/**
* Reddit Tools - Search and Fetch
* NEVER throws - always returns structured response for graceful degradation
*/
import { SearchClient } from '../clients/search.js';
import { RedditClient, calculateCommentAllocation, type PostResult, type Comment } from '../clients/reddit.js';
import { aggregateAndRankReddit, generateRedditEnhancedOutput } from '../utils/url-aggregator.js';
import { REDDIT } from '../config/index.js';
import { classifyError } from '../utils/errors.js';
import { createLLMProcessor, processContentWithLLM } from '../services/llm-processor.js';
import { getToolConfig } from '../config/loader.js';
import {
mcpLog,
formatSuccess,
formatError,
formatBatchHeader,
TOKEN_BUDGETS,
} from './utils.js';
// ============================================================================
// Formatters
// ============================================================================
function formatComments(comments: Comment[]): string {
let md = '';
for (const c of comments) {
const indent = ' '.repeat(c.depth);
const op = c.isOP ? ' **[OP]**' : '';
const score = c.score >= 0 ? `+${c.score}` : `${c.score}`;
md += `${indent}- **u/${c.author}**${op} _(${score})_\n`;
const bodyLines = c.body.split('\n').map(line => `${indent} ${line}`).join('\n');
md += `${bodyLines}\n\n`;
}
return md;
}
function formatPost(result: PostResult, fetchComments: boolean): string {
const { post, comments, allocatedComments } = result;
let md = `## ${post.title}\n\n`;
md += `**r/${post.subreddit}** • u/${post.author} • ⬆️ ${post.score} • 💬 ${post.commentCount} comments\n`;
md += `🔗 ${post.url}\n\n`;
if (post.body) {
md += `### Post Content\n\n${post.body}\n\n`;
}
if (fetchComments && comments.length > 0) {
md += `### Top Comments (${comments.length}/${post.commentCount} shown, allocated: ${allocatedComments})\n\n`;
md += formatComments(comments);
} else if (!fetchComments) {
md += `_Comments not fetched (fetch_comments=false)_\n\n`;
}
return md;
}
// ============================================================================
// Search Reddit Handler
// ============================================================================
export async function handleSearchReddit(
queries: string[],
apiKey: string,
dateAfter?: string
): Promise<string> {
try {
const limited = queries.slice(0, 50);
const client = new SearchClient(apiKey);
const results = await client.searchRedditMultiple(limited, dateAfter);
// Check if any results were found
let totalResults = 0;
for (const items of results.values()) {
totalResults += items.length;
}
if (totalResults === 0) {
return formatError({
code: 'NO_RESULTS',
message: `Zero Reddit results across all ${limited.length} queries.
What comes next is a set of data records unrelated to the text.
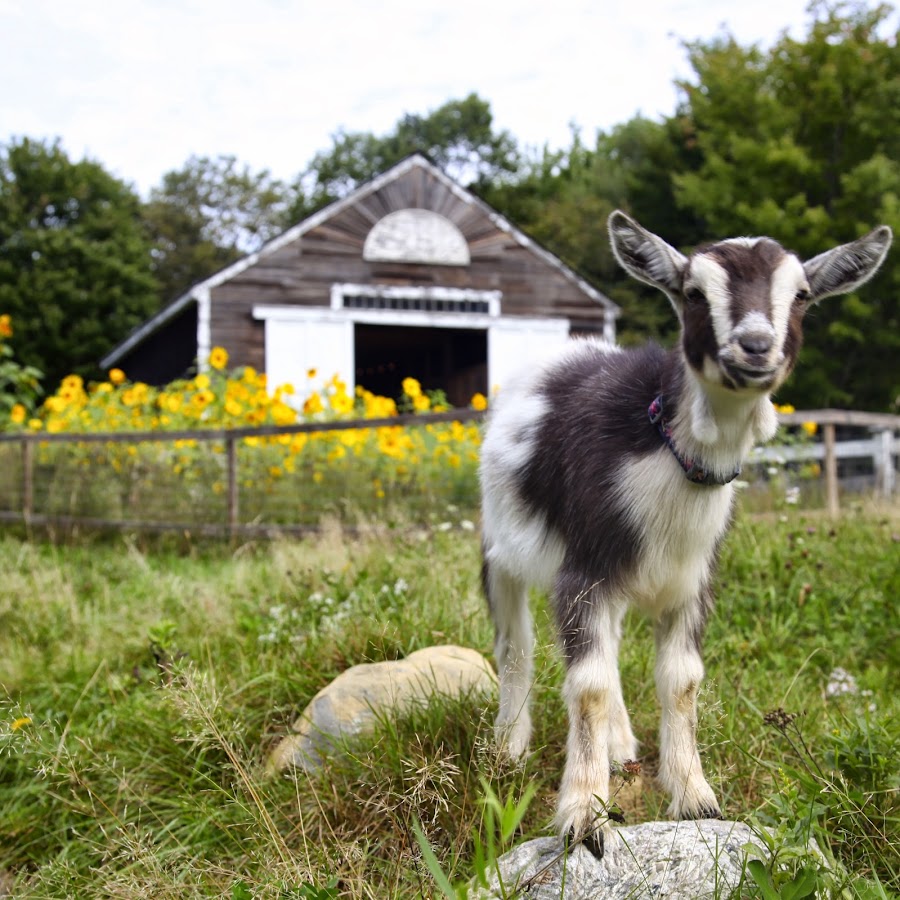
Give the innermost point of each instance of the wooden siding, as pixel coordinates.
(302, 272)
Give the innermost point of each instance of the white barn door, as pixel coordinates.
(294, 346)
(513, 342)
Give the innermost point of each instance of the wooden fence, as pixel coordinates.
(881, 447)
(19, 467)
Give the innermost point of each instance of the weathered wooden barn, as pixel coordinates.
(409, 275)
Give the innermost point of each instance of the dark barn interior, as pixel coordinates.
(453, 360)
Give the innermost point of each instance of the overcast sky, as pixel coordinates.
(140, 85)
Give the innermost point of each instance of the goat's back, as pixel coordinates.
(573, 469)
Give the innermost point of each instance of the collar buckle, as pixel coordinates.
(693, 471)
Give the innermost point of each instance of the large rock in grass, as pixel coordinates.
(675, 860)
(357, 699)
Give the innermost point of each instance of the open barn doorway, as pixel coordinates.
(453, 360)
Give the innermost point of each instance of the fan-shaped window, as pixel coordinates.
(416, 236)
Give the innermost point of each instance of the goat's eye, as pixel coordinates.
(694, 295)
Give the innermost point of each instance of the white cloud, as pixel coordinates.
(143, 84)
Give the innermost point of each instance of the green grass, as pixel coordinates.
(148, 681)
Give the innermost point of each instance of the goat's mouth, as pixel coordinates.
(747, 376)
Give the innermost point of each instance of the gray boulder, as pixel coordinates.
(676, 860)
(354, 702)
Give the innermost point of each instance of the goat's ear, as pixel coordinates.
(844, 268)
(644, 255)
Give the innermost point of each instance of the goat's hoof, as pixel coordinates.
(704, 812)
(592, 842)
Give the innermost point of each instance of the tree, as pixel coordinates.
(208, 214)
(74, 260)
(458, 137)
(800, 143)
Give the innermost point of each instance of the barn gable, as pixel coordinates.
(410, 274)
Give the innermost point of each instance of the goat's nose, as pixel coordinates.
(755, 344)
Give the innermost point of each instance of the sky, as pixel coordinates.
(141, 85)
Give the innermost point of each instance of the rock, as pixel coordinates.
(353, 703)
(677, 860)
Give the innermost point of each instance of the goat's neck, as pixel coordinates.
(718, 426)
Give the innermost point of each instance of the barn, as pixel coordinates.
(408, 275)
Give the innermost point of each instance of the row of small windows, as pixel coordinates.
(417, 304)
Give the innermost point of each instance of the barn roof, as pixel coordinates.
(201, 291)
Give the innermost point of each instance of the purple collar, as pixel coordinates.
(693, 471)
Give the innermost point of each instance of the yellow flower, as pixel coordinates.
(341, 402)
(203, 398)
(412, 388)
(479, 401)
(218, 358)
(313, 405)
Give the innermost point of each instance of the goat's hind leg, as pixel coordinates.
(514, 651)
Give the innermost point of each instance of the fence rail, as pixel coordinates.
(236, 510)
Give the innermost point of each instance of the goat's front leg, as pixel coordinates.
(679, 672)
(598, 723)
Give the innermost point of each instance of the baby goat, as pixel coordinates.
(606, 477)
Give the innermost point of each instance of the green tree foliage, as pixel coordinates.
(564, 198)
(458, 137)
(74, 260)
(208, 214)
(803, 143)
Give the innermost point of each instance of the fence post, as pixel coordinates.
(231, 456)
(831, 488)
(27, 480)
(884, 464)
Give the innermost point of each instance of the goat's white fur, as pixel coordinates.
(680, 524)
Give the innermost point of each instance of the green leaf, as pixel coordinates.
(760, 874)
(431, 861)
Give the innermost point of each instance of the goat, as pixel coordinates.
(607, 477)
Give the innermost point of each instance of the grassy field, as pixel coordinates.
(144, 683)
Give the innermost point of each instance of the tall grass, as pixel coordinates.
(146, 682)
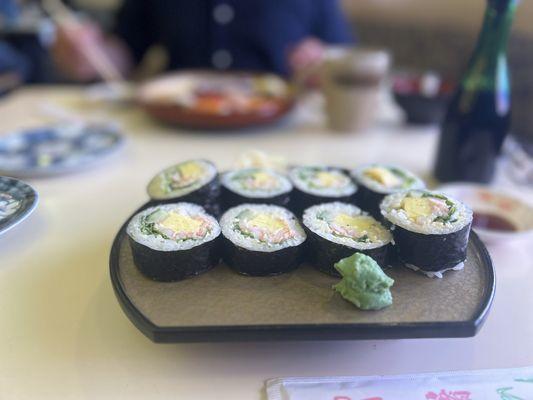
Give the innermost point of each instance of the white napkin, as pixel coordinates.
(505, 384)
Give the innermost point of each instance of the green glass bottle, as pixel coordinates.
(479, 114)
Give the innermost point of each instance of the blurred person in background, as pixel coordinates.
(23, 35)
(261, 35)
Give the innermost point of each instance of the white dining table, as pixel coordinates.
(63, 334)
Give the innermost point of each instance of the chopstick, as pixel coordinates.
(63, 16)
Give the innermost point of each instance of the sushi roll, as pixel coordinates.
(316, 185)
(192, 181)
(375, 181)
(261, 240)
(430, 230)
(255, 185)
(172, 242)
(338, 230)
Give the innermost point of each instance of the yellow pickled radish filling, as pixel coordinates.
(384, 176)
(181, 226)
(421, 208)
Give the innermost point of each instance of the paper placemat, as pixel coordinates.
(504, 384)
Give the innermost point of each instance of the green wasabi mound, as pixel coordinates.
(363, 282)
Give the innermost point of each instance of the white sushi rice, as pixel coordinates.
(159, 189)
(303, 185)
(229, 180)
(359, 175)
(392, 211)
(322, 228)
(231, 217)
(157, 242)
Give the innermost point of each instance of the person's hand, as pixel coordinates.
(71, 46)
(305, 59)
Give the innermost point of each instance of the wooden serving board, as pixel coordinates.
(222, 305)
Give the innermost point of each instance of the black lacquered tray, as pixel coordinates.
(224, 306)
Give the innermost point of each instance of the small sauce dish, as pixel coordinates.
(499, 215)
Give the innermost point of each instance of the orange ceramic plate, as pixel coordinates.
(217, 100)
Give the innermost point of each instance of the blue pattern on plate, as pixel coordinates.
(17, 201)
(56, 149)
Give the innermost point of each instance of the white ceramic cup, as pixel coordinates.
(351, 80)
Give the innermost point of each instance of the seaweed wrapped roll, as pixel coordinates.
(172, 242)
(316, 185)
(193, 181)
(338, 230)
(255, 185)
(430, 230)
(261, 240)
(375, 181)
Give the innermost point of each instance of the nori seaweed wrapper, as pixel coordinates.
(207, 196)
(431, 252)
(231, 199)
(369, 201)
(300, 201)
(169, 266)
(323, 254)
(261, 263)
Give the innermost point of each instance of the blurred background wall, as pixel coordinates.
(461, 14)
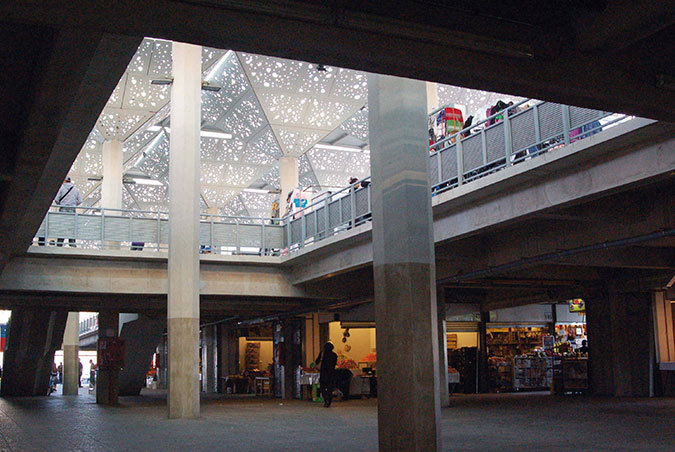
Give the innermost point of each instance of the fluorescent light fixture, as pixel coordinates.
(161, 82)
(142, 181)
(331, 147)
(214, 134)
(203, 133)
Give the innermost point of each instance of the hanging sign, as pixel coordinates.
(577, 305)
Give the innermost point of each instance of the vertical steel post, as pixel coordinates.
(537, 130)
(460, 160)
(75, 227)
(566, 123)
(440, 168)
(237, 243)
(303, 228)
(211, 235)
(508, 138)
(159, 230)
(289, 236)
(262, 238)
(352, 205)
(483, 144)
(326, 215)
(102, 228)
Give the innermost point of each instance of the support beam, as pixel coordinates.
(183, 266)
(403, 264)
(71, 360)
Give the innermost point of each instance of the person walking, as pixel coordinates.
(328, 360)
(67, 198)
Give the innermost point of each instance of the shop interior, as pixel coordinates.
(529, 348)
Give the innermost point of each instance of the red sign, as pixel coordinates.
(111, 352)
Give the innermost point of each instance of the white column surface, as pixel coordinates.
(184, 186)
(288, 177)
(111, 185)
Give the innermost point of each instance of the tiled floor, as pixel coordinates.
(484, 423)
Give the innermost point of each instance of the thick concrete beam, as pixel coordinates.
(637, 154)
(527, 51)
(57, 122)
(94, 274)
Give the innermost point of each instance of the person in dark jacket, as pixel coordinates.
(328, 361)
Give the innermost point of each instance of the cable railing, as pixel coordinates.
(509, 137)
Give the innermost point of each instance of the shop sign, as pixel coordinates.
(577, 305)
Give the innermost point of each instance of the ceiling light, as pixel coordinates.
(207, 87)
(141, 181)
(161, 82)
(214, 134)
(331, 147)
(203, 133)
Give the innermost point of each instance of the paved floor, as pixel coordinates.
(473, 423)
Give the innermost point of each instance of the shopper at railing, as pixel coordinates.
(68, 198)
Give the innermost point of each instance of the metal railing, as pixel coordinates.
(138, 230)
(88, 325)
(521, 132)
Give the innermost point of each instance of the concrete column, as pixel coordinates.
(71, 349)
(288, 178)
(228, 354)
(620, 343)
(209, 359)
(183, 299)
(444, 393)
(432, 96)
(403, 264)
(482, 364)
(310, 337)
(107, 378)
(111, 185)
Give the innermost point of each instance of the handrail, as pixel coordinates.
(489, 148)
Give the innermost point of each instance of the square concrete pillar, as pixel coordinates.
(183, 267)
(107, 377)
(71, 360)
(403, 264)
(209, 359)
Your search terms may be too specific, misspelled, or the topic has no Reddit coverage.`,
toolName: 'search_reddit',
howToFix: [
`Broaden your queries — replace multi-word phrases with single keywords (e.g., "best React state management library 2025" → "React state management")`,
'Double-check spelling of technical terms (e.g., "PostgreSQL" not "PostgressQL")',
'Remove the date_after filter if you used one — it may be filtering out all results',
`Call search_reddit again NOW with ${Math.max(3, limited.length)} simplified, broader queries targeting the same topic from different angles`,
],
alternatives: [
'web_search(keywords=["topic best practices", "topic guide", "topic recommendations 2025"]) — Reddit had nothing, so pivot to the broader web immediately',
'scrape_links(urls=[...any URLs you already have...], use_llm=true) — if you have URLs from earlier searches, scrape them now instead of waiting',
'deep_research(questions=[{question: "What are the key findings about [topic]?"}]) — use AI research to synthesize what you need',
],
});
}
// Aggregate and rank results by CTR
const aggregation = aggregateAndRankReddit(results, 3);
// Generate enhanced output with consensus highlighting AND per-query raw results
return generateRedditEnhancedOutput(aggregation, limited, results);
} catch (error) {
const structuredError = classifyError(error);
return formatError({
code: structuredError.code,
message: `search_reddit failed: ${structuredError.message}`,
retryable: structuredError.retryable,
toolName: 'search_reddit',
howToFix: [
'Verify SERPER_API_KEY is set correctly in your environment variables',
structuredError.retryable ? 'This is a temporary error — call search_reddit again with the same queries in 3 seconds' : 'Check the API key and fix configuration before retrying',
],
alternatives: [
'web_search(keywords=["topic recommendations", "topic best practices", "topic vs alternatives"]) — same API but different endpoint, may still work',
'deep_research(questions=[{question: "What does the community recommend for [topic]?"}]) — uses OpenRouter API (completely different service), will work even if Serper is down',
'scrape_links(urls=[...any URLs you already have...], use_llm=true) — if you gathered URLs from earlier steps, scrape them NOW instead of waiting',
],
});
}
}
// ============================================================================
// Get Reddit Posts Handler
// ============================================================================
interface GetRedditPostsOptions {
fetchComments?: boolean;
maxCommentsOverride?: number;
use_llm?: boolean;
what_to_extract?: string;
}
// Get extraction suffix from YAML config (fallback to hardcoded if not found)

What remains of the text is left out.